Permintaan maaf tersebut apakah dalam kapasitas pribadi (natuurlijk persoon) atau sebagai Presiden dan Pemerintah? Jika secara pribadi maka tergantung individu rakyat untuk memanfaatkan atau tidak, sementara sebagai kapasitas Presiden dan Pemerintah terdapat mekanisme tersendiri yaitu pertanggungjawaban.

Mengingat Presiden atau Pemerintah memiliki dua kedudukan yaitu sebagai salah satu organ negara dan sebagai administrasi negara. Sebagai organ negara pemerintah bertindak untuk dan atas nama negara. Sedangkan sebagai administrasi negara, pemerintah dapat bertindak baik di lapangan pengaturan (regelen) maupun dalam lapangan pelayanan (bestuuren).

Mengutip konsep Van Der Gouw, permohonan maaf Presiden dan Pemerintah dikenal dengan istilah “govermental liability”, yaitu bahwa baik negara, pemerintah pusat dan pemerintah daerah, maupun badan-badan lainnya yang memiliki tugas pemerintahan, digolongkan sebagai
badan hukum (rechtspersoon) yang dapat dimintai pertanggungjawabannya baik secara hukum perdata, hukum administrasi apabila melakukan perbuatan melanggar hukum (onrechtmatige handelen tort) dan hukum pidana.

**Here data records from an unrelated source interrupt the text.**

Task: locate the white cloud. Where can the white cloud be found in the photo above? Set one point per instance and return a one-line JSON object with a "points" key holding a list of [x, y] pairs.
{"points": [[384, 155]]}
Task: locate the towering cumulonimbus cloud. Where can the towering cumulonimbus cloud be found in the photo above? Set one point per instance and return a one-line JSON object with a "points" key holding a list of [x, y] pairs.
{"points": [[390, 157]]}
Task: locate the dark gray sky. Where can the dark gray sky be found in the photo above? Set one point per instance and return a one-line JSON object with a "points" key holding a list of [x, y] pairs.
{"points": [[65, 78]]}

Kenapa diperlukan “goverment liability”? Karena sifat-sifat dan hakikat kekuasaan itu cenderung untuk diselewengkan (power tends to corrupt), maka perlu adanya pertanggungjawaban. Untuk itulah dibutuhkan hukum yang efektif sebagai pengatur kekuasaan. Inilah inti dari pengertian bahwa kekuasaan (pemerintahan) itu harus tunduk pada hukum.